Shaping Start-Ups into Businesses: Learnings from Real-World Experiences

“If you don’t know how to scale, then your success and ability to sustain will be very limited,” – Mrs. Kiran Mazumdar-Shaw

The essence of any start-up lies in the nascent idea that gives birth to it. However, it requires more than just an idea to sustain a business – it requires consistent, persistent growth and innovation to shape an idea into a marketable product or service.

Ms. Kiran Mazumdar-Shaw, Founder of Biocon, a heavily awarded power woman of today, shares her experiences and insights to guide today’s entrepreneurs to grow their start-ups into thriving businesses.

Scaling a Start-Up

All start-ups begin with a unique idea and have the ultimate goal of generating good revenue. In order to give shape to the idea and create a business model around it, entrepreneurs should aim to know the numbers involved in their business.

For example, setting sales or revenue targets and actively planning the resources and strategizing to achieve these goals is the first step toward scaling a start-up. It is essential to understand the sway and trends of the market, analyze the demand, and create a business model accordingly, Mrs. Mazumdar-Shaw highlights.

Sustaining The Spirit

It is unavoidable that MedTech start-ups have a long gestation period during incubation. Things being so, it is easy to lose steam midway or lose sight of the goals. In India, there are very few venture capitalists, which limits the funding that MedTech start-ups have access to. This deficit in bringing ideas to life breeds frustration, which can be addressed by keeping a service line alive, which generates income on the side as you work on honing the original idea.

Mrs. Kiran Mazumdar-Shaw gives an apt example: XCyton is a company that started with a revolutionary idea of infection diagnostics but also launched a traditional diagnostics arm to generate revenue. At the same time, R&D on their original concept could gestate and continue as they earned on the side. Such setups help relieve some frustration, keep the funds flowing and sustain the passion needed for start-ups to scale.

Assembling a Team and Sharing the Vision

Growth is possible for a start-up when a defined founding team has an equal buy-in to the original idea. Creating a sense of ownership for the start-up among the stakeholders creates an opportunity for open communication, sharing of ideas and innovation that add value to the deliverables of the start-up; this is where growth happens.
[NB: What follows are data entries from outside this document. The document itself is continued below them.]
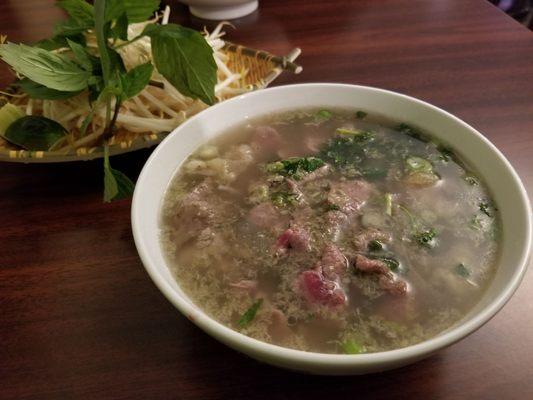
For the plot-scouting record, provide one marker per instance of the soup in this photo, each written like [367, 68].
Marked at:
[330, 231]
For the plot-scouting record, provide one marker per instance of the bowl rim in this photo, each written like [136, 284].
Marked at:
[247, 344]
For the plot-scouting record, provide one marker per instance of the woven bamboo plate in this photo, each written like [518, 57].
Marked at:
[257, 68]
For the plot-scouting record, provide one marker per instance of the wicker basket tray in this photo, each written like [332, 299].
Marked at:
[261, 69]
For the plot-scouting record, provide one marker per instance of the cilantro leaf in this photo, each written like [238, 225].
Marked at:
[116, 185]
[295, 167]
[185, 59]
[249, 314]
[49, 69]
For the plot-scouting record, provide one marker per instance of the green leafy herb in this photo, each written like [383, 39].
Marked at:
[426, 238]
[471, 180]
[352, 347]
[82, 57]
[9, 113]
[323, 115]
[373, 173]
[136, 80]
[185, 59]
[413, 132]
[462, 270]
[249, 314]
[446, 153]
[476, 223]
[81, 12]
[116, 185]
[295, 167]
[332, 207]
[388, 203]
[356, 135]
[486, 209]
[44, 67]
[35, 133]
[418, 164]
[284, 199]
[375, 245]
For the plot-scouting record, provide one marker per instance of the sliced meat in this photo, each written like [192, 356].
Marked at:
[311, 144]
[363, 238]
[266, 139]
[393, 286]
[387, 280]
[349, 196]
[370, 265]
[194, 213]
[266, 216]
[333, 263]
[334, 222]
[317, 173]
[320, 291]
[295, 238]
[246, 285]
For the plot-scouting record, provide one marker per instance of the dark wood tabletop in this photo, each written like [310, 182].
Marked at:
[81, 319]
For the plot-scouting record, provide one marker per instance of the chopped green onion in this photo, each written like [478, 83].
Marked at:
[354, 133]
[375, 245]
[323, 115]
[462, 270]
[249, 314]
[352, 347]
[426, 238]
[418, 164]
[388, 204]
[472, 180]
[360, 114]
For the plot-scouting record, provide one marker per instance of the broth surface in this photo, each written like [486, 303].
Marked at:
[330, 231]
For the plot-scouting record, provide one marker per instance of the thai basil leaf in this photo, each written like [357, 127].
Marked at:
[116, 185]
[82, 57]
[79, 10]
[136, 80]
[49, 69]
[38, 91]
[35, 133]
[185, 59]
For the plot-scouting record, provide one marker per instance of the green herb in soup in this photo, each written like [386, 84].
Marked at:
[330, 231]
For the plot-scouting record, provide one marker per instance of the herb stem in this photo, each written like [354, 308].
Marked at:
[127, 43]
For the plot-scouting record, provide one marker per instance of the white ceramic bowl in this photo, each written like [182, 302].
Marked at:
[221, 9]
[501, 178]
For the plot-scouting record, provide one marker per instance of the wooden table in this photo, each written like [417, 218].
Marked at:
[80, 318]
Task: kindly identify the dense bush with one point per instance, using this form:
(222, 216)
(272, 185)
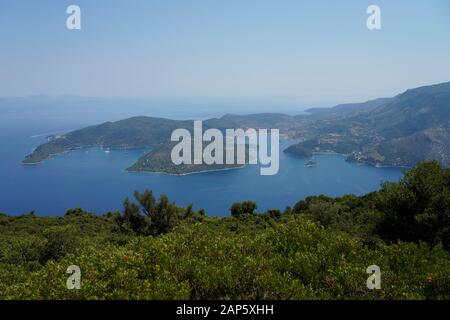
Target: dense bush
(319, 249)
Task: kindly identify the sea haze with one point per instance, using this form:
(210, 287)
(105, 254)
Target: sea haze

As an incentive to retain a good team of professionals with a start-up, tangible ownership of the start-up can also be distributed equitably among the founding team.

As far as developing a vision is concerned, it is first essential to understand the idea you are trying to manifest. What do you aim to achieve with that idea? Bringing pragmatism and objectivity into the picture gives a defined shape to a start-up, and from there, a vision is created. This pragmatic and objective approach to achieving this idea has the potential to drive visibility into a business model and help guide the team to their goals.
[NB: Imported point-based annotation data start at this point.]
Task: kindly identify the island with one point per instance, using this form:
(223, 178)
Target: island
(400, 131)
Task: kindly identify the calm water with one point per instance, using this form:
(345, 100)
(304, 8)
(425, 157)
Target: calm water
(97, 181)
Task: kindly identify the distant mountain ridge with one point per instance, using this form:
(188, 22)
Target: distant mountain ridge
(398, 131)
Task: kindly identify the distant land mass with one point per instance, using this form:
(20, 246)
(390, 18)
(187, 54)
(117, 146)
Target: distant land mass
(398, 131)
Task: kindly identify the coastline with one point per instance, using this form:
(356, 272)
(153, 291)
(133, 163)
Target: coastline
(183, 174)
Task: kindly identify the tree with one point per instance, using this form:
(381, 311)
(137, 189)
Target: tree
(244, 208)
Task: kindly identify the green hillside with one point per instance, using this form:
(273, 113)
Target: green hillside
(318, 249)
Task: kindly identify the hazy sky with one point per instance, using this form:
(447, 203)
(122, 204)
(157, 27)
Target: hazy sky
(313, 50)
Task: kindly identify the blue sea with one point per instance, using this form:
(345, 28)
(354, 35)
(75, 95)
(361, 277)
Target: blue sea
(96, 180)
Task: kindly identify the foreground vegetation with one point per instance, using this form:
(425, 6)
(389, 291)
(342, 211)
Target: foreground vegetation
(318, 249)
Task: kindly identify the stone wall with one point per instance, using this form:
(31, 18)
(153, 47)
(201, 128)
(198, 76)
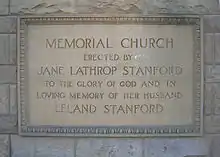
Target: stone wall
(15, 146)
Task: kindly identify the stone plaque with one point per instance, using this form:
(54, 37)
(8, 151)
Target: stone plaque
(110, 76)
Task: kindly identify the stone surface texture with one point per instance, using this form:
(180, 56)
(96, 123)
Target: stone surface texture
(12, 145)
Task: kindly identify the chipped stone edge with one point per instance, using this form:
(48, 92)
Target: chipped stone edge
(26, 129)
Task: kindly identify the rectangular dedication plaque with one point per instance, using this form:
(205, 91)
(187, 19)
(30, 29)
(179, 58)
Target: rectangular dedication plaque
(110, 76)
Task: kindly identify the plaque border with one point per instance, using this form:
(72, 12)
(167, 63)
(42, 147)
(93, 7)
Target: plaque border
(196, 129)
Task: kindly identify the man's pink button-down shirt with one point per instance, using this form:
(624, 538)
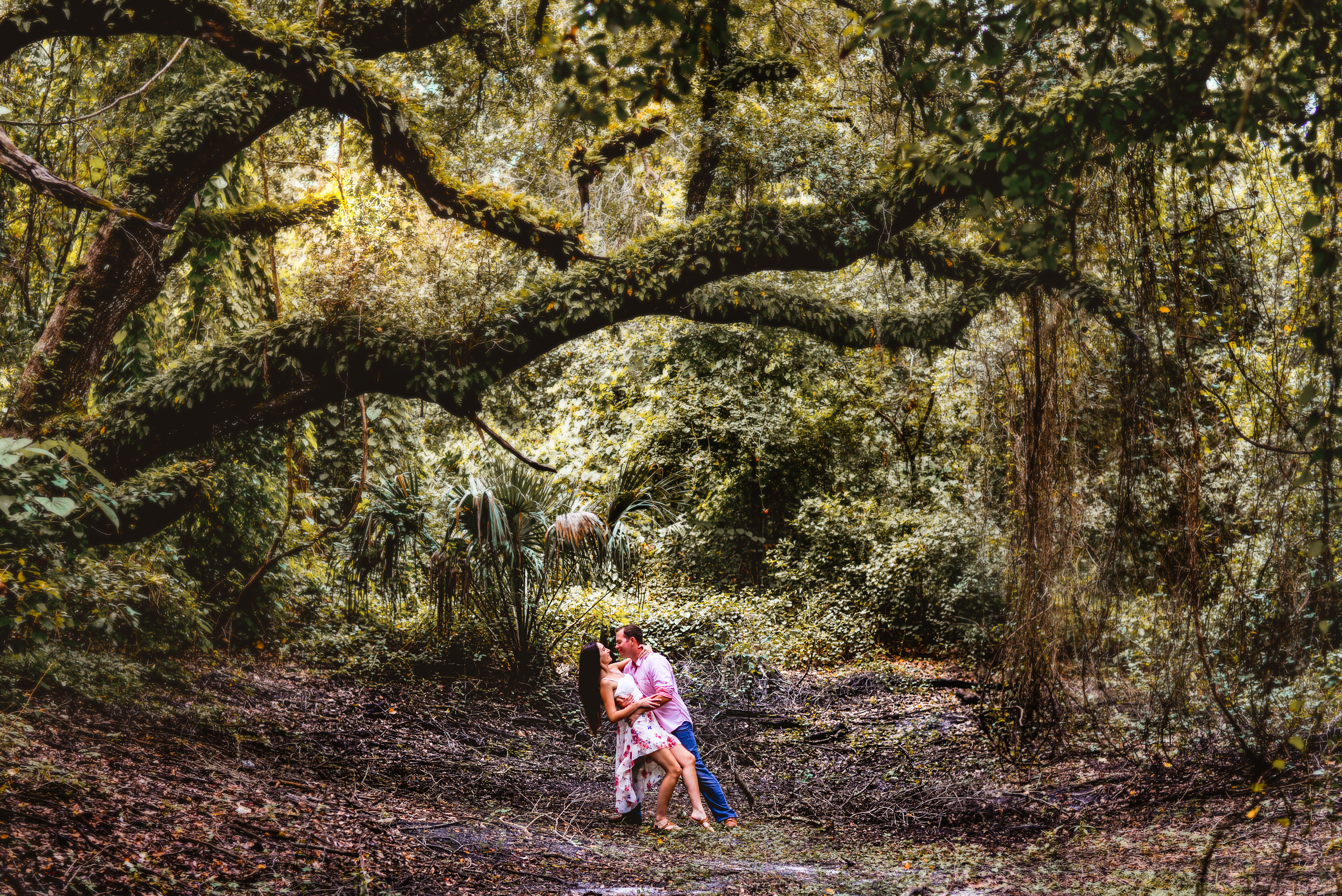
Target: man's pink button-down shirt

Dealing with Failures and Setbacks

As a start-up, failures and setbacks are inevitable. It is all about the learnings the entrepreneurs glean from surviving the “Valley of Death,” in the words of Mrs. Kiran Mazumdar-Shaw – a phase where things seem impossible. The key is to constantly build upon your errors, establish definitive proof of concept, gain validation and advocacy of the end-users, and look for potential partners under the same umbrella to broaden the perspective that catalyzes growth.
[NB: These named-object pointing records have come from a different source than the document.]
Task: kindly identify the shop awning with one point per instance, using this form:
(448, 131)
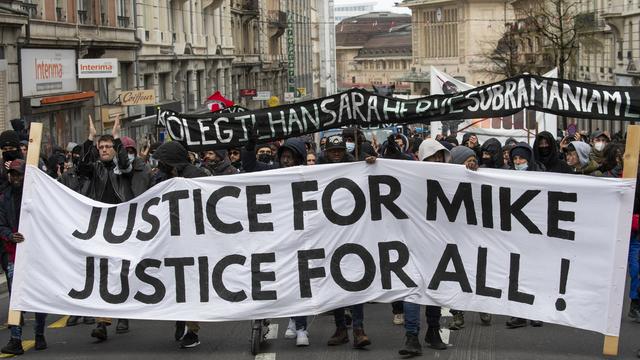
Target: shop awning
(57, 99)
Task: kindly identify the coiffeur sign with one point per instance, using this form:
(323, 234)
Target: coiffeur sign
(137, 97)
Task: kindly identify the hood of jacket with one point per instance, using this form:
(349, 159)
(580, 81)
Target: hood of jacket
(493, 147)
(298, 149)
(430, 147)
(583, 150)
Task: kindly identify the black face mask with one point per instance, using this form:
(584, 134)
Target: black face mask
(265, 158)
(544, 151)
(10, 155)
(165, 168)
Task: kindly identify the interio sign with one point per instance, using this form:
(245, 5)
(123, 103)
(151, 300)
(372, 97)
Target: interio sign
(136, 97)
(48, 71)
(97, 68)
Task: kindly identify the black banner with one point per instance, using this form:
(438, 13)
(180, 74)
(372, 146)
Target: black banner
(362, 108)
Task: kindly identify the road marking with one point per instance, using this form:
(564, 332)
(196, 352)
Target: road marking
(62, 322)
(273, 332)
(26, 345)
(266, 356)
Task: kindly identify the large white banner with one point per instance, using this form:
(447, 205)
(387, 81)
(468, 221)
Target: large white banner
(305, 240)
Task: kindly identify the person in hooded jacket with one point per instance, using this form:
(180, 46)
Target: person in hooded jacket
(491, 152)
(577, 157)
(432, 151)
(108, 171)
(141, 172)
(546, 151)
(336, 152)
(522, 160)
(217, 162)
(173, 162)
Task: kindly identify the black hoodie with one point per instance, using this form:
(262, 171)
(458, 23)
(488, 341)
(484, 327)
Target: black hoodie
(552, 161)
(493, 147)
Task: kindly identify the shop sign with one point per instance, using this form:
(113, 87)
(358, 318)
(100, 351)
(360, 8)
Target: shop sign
(48, 71)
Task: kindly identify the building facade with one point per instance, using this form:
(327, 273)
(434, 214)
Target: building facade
(454, 36)
(178, 51)
(373, 50)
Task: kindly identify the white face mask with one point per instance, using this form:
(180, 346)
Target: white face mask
(351, 146)
(521, 167)
(599, 145)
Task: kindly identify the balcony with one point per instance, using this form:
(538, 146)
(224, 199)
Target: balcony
(31, 9)
(83, 17)
(123, 21)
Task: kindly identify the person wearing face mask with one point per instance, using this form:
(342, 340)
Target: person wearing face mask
(264, 154)
(522, 159)
(217, 163)
(10, 202)
(173, 162)
(492, 157)
(577, 157)
(141, 172)
(108, 169)
(546, 151)
(9, 144)
(599, 141)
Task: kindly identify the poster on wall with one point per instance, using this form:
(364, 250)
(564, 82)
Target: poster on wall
(48, 71)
It doesn’t matter if India has limited venture capitalists; if an idea is unique and a business model well-thought-out, there is immense potential for funding, partnerships and, consequently, sales and revenue as well.

About The Speaker

Mrs. Kiran Mazumdar-Shaw is a pioneer of the biotechnology industry in India and the founder of the country’s leading biotechnology enterprise, Biocon. Named among TIME magazine’s 100 most influential people globally, Mrs. Mazumdar-Shaw is recognized as a thought leader who has made her country proud by building a globally recognized biopharmaceutical enterprise committed to innovation and affordability in delivering best-in-class therapeutics to patients across the globe.